Si nous désirons être vraiment sages et contempler la sagesse même, reconnaissons humblement que nous ne sommes que des insensés. Renonçons à une sagesse dangereuse, apprenons une folie digne de louanges. C’est pour nous y engager qu’il est écrit : « Dieu a choisi ce qui est insensé selon le monde pour confondre les sages ». C’est pour cela encore qu’il a été dit : « Si quelqu’un d’entre vous paraît sage selon ce siècle, qu’il devienne fou pour être sage ». C’est pour cela enfin que les paroles de l’Évangile nous attestent que Zachée, ne pouvant voir à cause de la foule, monta sur un sycomore afin de contempler le Seigneur à son passage. Le mot sycomore signifie, en effet, figuier fou.
Zachée, qui était très petit de taille, monta donc sur un sycomore et vit le Seigneur ; car ceux qui choisissent humblement ce que le monde taxe de folie, contemplent avec clarté la sagesse de Dieu. La foule empêche notre petitesse de voir le Seigneur parce que le tumulte des sollicitudes du siècle accable l’infirmité de l’esprit humain, de telle sorte qu’il ne peut porter ses regards vers la lumière de la vérité. Mais nous montons sagement sur le sycomore, si nous gardons avec soin en notre esprit cette folie que nous conseillent les préceptes divins. Qu’y a-t-il en ce monde de plus insensé que de ne pas chercher à recouvrer les biens que l’on a perdus ; d’abandonner ce qu’on possède à ceux qui le ravissent ; de ne pas rendre injure pour injure, mais au contraire de n’opposer que la patience à un surcroît d’outrages ?

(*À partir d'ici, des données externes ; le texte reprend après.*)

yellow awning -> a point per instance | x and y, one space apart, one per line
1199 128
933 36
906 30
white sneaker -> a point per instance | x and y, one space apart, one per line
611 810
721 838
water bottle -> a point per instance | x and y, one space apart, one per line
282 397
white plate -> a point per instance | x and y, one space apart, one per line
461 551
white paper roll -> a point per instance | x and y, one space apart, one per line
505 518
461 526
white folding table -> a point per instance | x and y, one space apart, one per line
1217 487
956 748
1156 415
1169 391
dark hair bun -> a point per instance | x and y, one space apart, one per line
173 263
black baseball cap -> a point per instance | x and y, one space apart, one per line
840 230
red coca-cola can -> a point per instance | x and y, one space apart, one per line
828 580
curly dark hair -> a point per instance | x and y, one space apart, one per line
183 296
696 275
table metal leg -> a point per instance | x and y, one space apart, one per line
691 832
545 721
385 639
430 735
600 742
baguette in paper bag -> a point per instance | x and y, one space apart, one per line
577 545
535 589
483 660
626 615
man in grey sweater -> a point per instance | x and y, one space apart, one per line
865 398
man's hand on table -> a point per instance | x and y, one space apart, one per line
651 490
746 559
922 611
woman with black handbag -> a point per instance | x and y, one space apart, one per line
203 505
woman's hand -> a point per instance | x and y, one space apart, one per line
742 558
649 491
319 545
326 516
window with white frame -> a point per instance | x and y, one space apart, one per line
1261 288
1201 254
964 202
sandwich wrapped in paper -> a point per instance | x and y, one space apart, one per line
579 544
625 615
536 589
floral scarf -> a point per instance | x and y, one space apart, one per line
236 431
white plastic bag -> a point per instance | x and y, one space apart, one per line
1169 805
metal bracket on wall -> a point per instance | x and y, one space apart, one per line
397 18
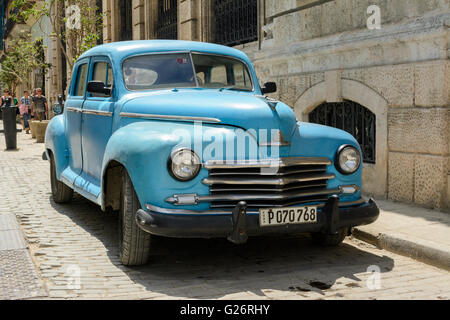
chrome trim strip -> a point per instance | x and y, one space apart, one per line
256 189
275 144
277 181
265 163
74 109
354 186
275 174
249 196
167 117
97 112
156 209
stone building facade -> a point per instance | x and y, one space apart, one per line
332 64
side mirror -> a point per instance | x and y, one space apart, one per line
60 99
98 87
269 87
57 109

Le Seigneur nous ordonne, en quelque sorte, de monter sur le sycomore, quand il nous dit : « Ne redemandez point votre bien à celui qui vous le ravit », et aussi : « A quiconque vous frappe sur une joue, présentez encore l’autre ». Du haut du sycomore on aperçoit le Seigneur qui passe ; car, grâce à cette sage folie, on voit la sagesse de Dieu, non point encore d’une manière complète et durable, mais par la lumière de la contemplation, et comme en passant. Au contraire ceux qui paraissent sages à leurs propres yeux ne le sauraient apercevoir, car, arrêtés par la foule de leurs orgueilleuses pensées, ils n’ont pas encore trouvé le sycomore pour contempler le Seigneur.
Saint Grégoire le Grand, Morales sur Job, livre 27, ch. 21, lecture des matines avant 1960.